平気でこういうスキンシップをするものだから、近い将来、千葉ファンに暗殺されるのではないだろうかと、気が気でない。
「いえ、もうへっちゃらですよ」
「なら良かった」
相変わらず新緑の様な空気を纏いながら、千葉先輩が私の隣に腰を下ろし、ストレッチを始める。

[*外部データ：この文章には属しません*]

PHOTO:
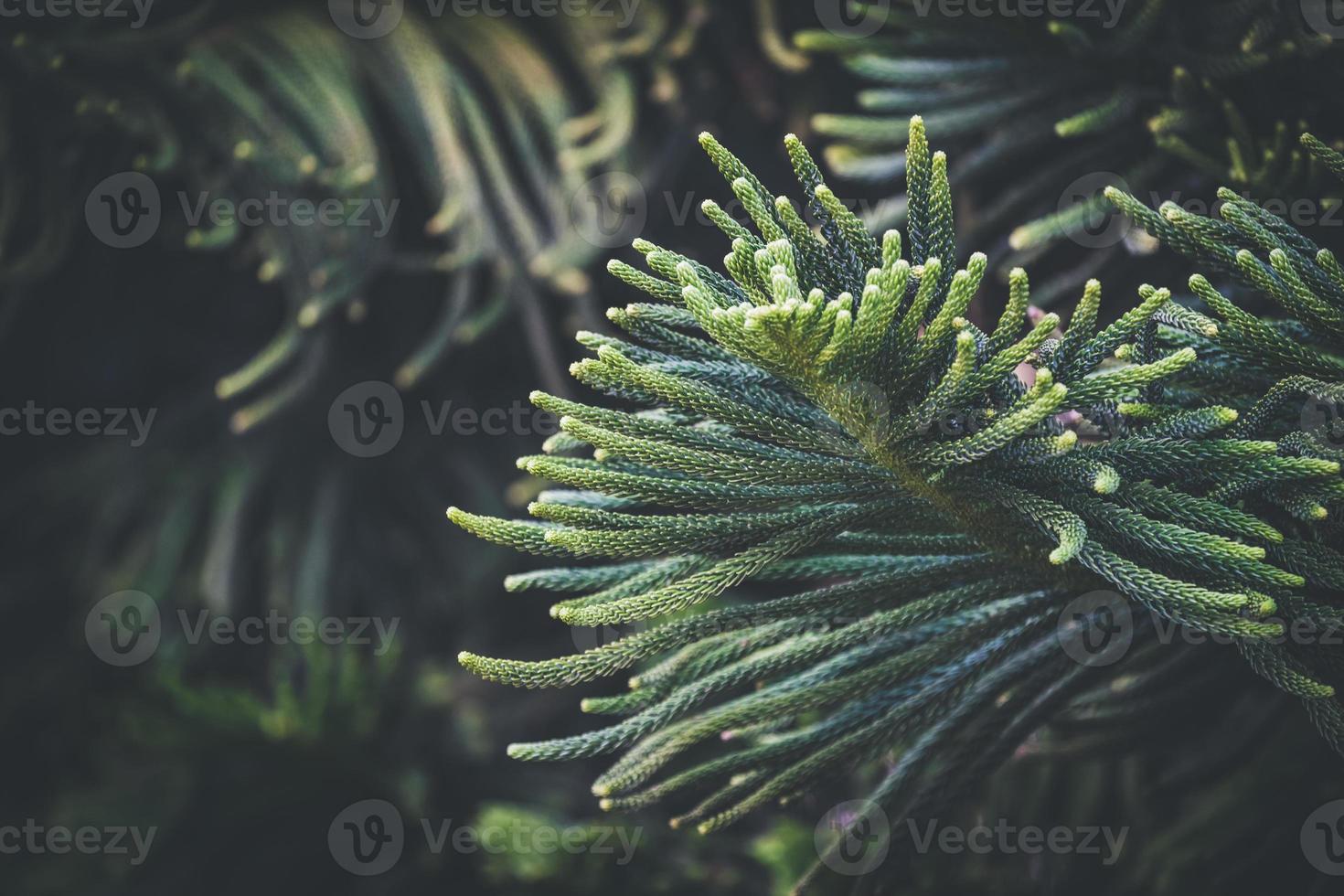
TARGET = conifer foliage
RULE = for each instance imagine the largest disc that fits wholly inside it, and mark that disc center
(846, 518)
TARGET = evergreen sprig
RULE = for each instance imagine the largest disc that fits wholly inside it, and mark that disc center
(1152, 91)
(903, 496)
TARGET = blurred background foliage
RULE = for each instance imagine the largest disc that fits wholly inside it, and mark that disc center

隣に来ていただけるのは嬉しいけど、物陰から送られる幾多の鋭い視線に、八つ裂きにされそうだ。
長い手足、サラサラの黒髪、部員全員への細やかな気配り。そして時折見せる、無意識の色気。
千葉先輩が気づいているのかはわからないけど、陸上部のみならず、他の部、他の学年にまでファン層は広がり、その活動も本格化してきている。
私が入部した当初は、まだ顔にあどけなさもあり、「可愛い」と形容されていた。
それがたった半年程度で背は十数センチ伸び、顔は大人の色気を帯び、性格はより紳士的になった。
まさに、神の領域で、もはや憧れの先なんてものは想像すら出来ない。なんと罪作りな人なのだ。
「千葉くん」
背後から凜とした声が聞こえ、振り向くとすらっと長く引き締まった脚が目の前で輝きを放っていた。
「小山、どうかした?」
ストレッチを終えた瑞穂先輩が立っていた。